Now, how transpilers are going to solve Object.mixin super call? 'cause once again, that should be solved runtime and I am curious, without caller, how transpilers are thinking to solve that.

You can do the following:

SubClass.prototype.foo = function me(x) {
    var ssuper = me.homeObject.__proto__;
    return 1 + ssuper.foo.call(this, x);
};

Additionally, one would have to make the following assignment for each method m of SubClass.prototype:

SubClass.prototype.m.homeObject = SubClass.prototype;

Rationale: a method needs to be aware of its (static) position in the prototype chain if it wants to make a proper super-reference.

More information: www.2ality.com/2011/11/super-references.html

# Andrea Giammarchi (13 years ago)

does that work runtime with more than one super ?

# Andrea Giammarchi (13 years ago)

let me reformulate .. do you realize Object,mixing can be done runtime, so not possible to predefine the super, and that you method fails if you have more than a super in such form ? If not, can you write B extends A and C extends B and use super in both C and B methods going up to A or do what my example was doing ?

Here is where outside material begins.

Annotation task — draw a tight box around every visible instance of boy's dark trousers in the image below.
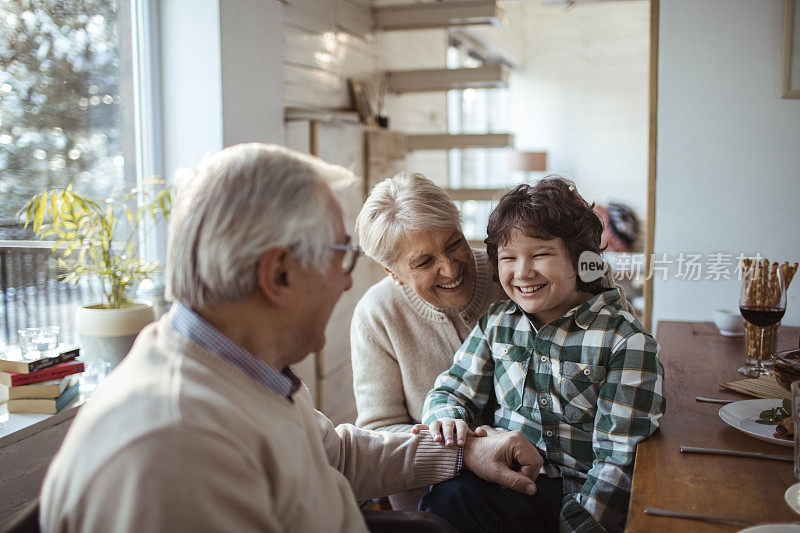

Even easier, something like this:

function A() { this.test('Hello!'); } A.prototype.test = function (what) { alert(what); };

function B() { this.super(); } B.prototype = poo.inherit(A.prototype); B.prototype.constructor = B; B.prototype.test = function (what) { this.super(what); };

poo.superable(B.prototype);

new B; // will alert Hello! dong these steps: // 1. invokes B.prototype.constructor which // 2. invokes A.prototype.constructor which // 3. invokes B.prototype.test which // 4. invokes A.prototype.test

# Axel Rauschmayer (13 years ago)

let me reformulate .. do you realize Object,mixing can be done runtime, so not possible to predefine the super, and that you method fails if you have more than a super in such form ? If not, can you write B extends A and C extends B and use super in both C and B methods going up to A or do what my example was doing ?

You don’t predefine super, you only have to keep [[HomeObject]] updated. That’s what Object.mixin does. Then [[HomeObject]] (or rather, its prototype) is the starting point for looking for super-properties.

Even easier, something like this:

function A() { this.test('Hello!'); } A.prototype.test = function (what) { alert(what); };

function B() { this.super(); } B.prototype = poo.inherit(A.prototype); B.prototype.constructor = B; B.prototype.test = function (what) { this.super(what); };

poo.superable(B.prototype);

new B; // will alert Hello! dong these steps: // 1. invokes B.prototype.constructor which // 2. invokes A.prototype.constructor which // 3. invokes B.prototype.test which // 4. invokes A.prototype.test

Yes, that will work. But you can’t find super via this (which changes dynamically), you must start your search in the prototype of the object in which a method is stored.

# Andrea Giammarchi (13 years ago)

I CAN find super via this, the qwhole point about caller since this morning was about the fact I could do stuff I cannot do anymore.

That said, in 2010: webreflection.blogspot.com/2010/01/javascript-super-bullshit.html

late 2009 wrote early 2010: webreflection.blogspot.com/2010/01/better-javascript-classes.html

And benchmark about all this in February 2009: webreflection.blogspot.com/2009/02/on-javascript-inheritance-performance.html

So, just in case, have an extra look too on what developers wrote before your blog did, thank you.

Thanks for your examples in any case.

# Axel Rauschmayer (13 years ago)

The question I tried to answer was:

Now, how transpilers are going to solve Object.mixin super call? 'cause once again, that should be solved runtime and I am curious, without caller, how transpilers are thinking to solve that.

I assumed you didn’t know, which is why I wrote an answer.